Le monde du dessin de presse perd une figure majeure
Le caricaturiste français Jacques-Armand Cardon, figure emblématique du Canard enchaîné, s'est éteint dimanche à Angers à l'âge de 89 ans. Ses filles ont confirmé la nouvelle à l'AFP ce mardi, marquant la fin d'une carrière riche et singulière dans le paysage de la presse satirique française.
Un style unique et introspectif
Connu pour son trait distinctif et son approche profondément introspective du dessin, Cardon laisse derrière lui une œuvre marquée par des questionnements philosophiques persistants. Son style se caractérisait par des personnages souvent représentés de dos, un dessin en hachures minutieuses et une utilisation minimale du texte, créant ainsi un langage visuel unique.
Un parcours professionnel diversifié
Entré au Canard enchaîné en 1973, Jacques-Armand Cardon avait également collaboré avec plusieurs titres prestigieux de la presse française, dont Hara-Kiri, Siné Massacre, L'Humanité et Le Monde. Cette diversité éditoriale témoigne de l'étendue de son talent et de sa capacité à s'adapter à différents univers journalistiques.
Des origines modestes à la reconnaissance artistique
Né en novembre 1936 au Havre, Cardon avait commencé sa vie professionnelle comme ouvrier à l'arsenal de Lorient dès l'âge de 17 ans. Ce n'est qu'au début des années 1960 qu'il s'est pleinement consacré au dessin, transformant sa passion en véritable vocation. Il décrivait son métier avec une métaphore évocatrice : « être dessinateur, c'est travailler à la façon des scaphandriers : descendre au fond de l'idée qu'on a à traiter », confiait-il à France Culture en 2020.
Une œuvre autobiographique et philosophique
En 2020, il publiait Cathédrale, un ouvrage autobiographique et philosophique qu'il disait mûrir depuis six décennies. Ce livre met en scène un homme nu évoluant dans une vaste cathédrale gothique inspirée de Notre-Dame, reflet de ses interrogations sur la condition humaine et de son histoire personnelle complexe.
Les marques d'une enfance difficile
Marqué par une enfance traversée par la Seconde Guerre mondiale et la disparition précoce de son père, Cardon évoquait souvent une expérience intérieure persistante : « il y a du ressenti physique, des malaises, de l'intranquillité permanente, sans le père qui est là pour vous rassurer ». Il ajoutait : « il faut avoir une résilience, essayer de compenser l'absence par un surcroît d'imaginaire ».
Une carrière qui dépasse le dessin de presse
En parallèle de son travail journalistique et éditorial, Jacques-Armand Cardon avait réalisé en 1974 le court-métrage d'animation L'empreinte.

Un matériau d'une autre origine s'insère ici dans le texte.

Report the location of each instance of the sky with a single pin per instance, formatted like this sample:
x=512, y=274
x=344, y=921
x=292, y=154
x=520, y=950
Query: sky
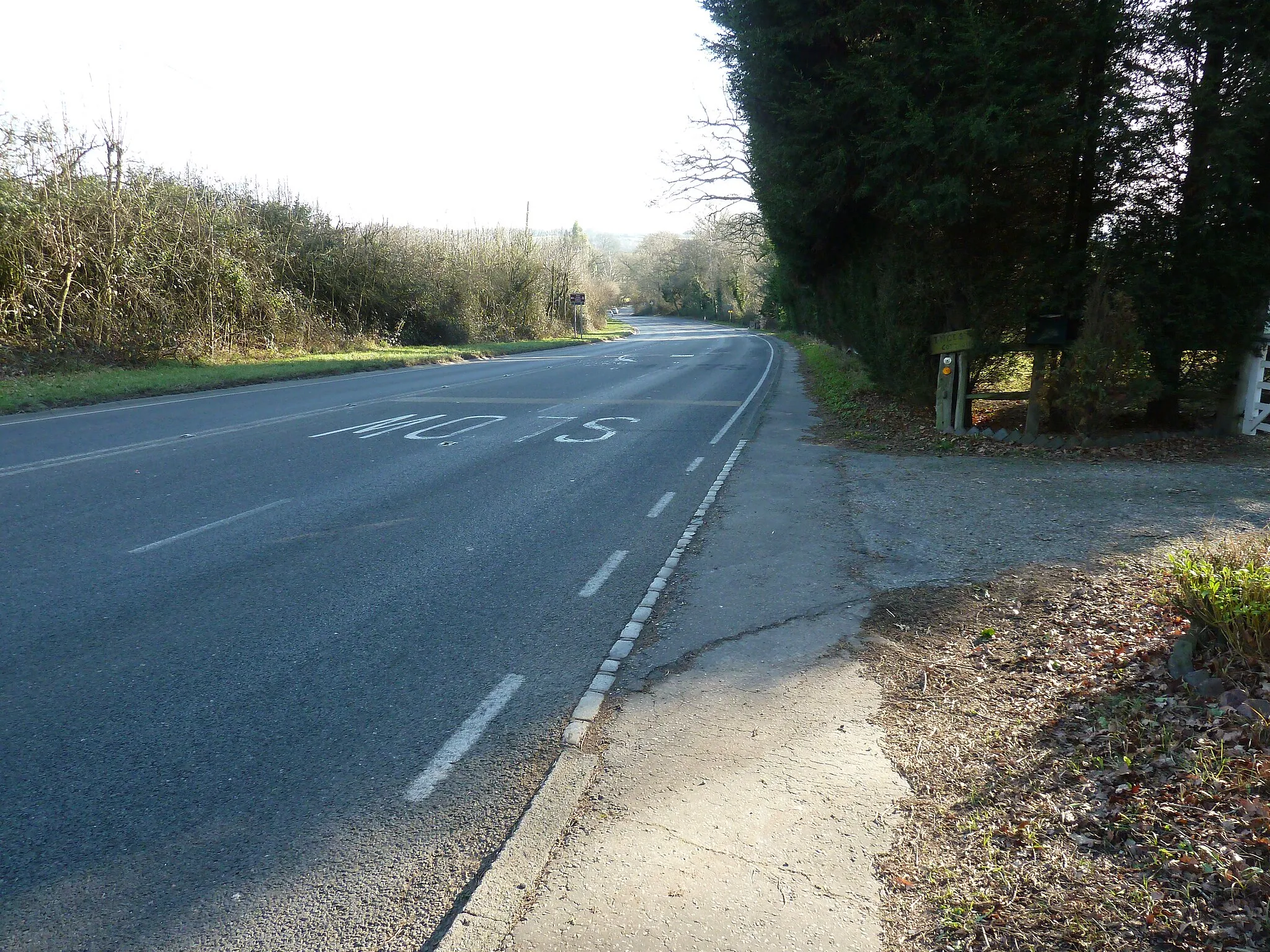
x=430, y=113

Ce film centré sur un enfant portant une planche dans le dos constituait, selon ses proches, une « allégorie de l'aliénation, de l'éducation répressive et du conditionnement social », démontrant ainsi la profondeur de son engagement artistique et social.
La disparition de Jacques-Armand Cardon laisse un vide dans le monde du dessin de presse français, mais son héritage artistique et philosophique continuera d'inspirer les générations futures de caricaturistes et d'artistes visuels.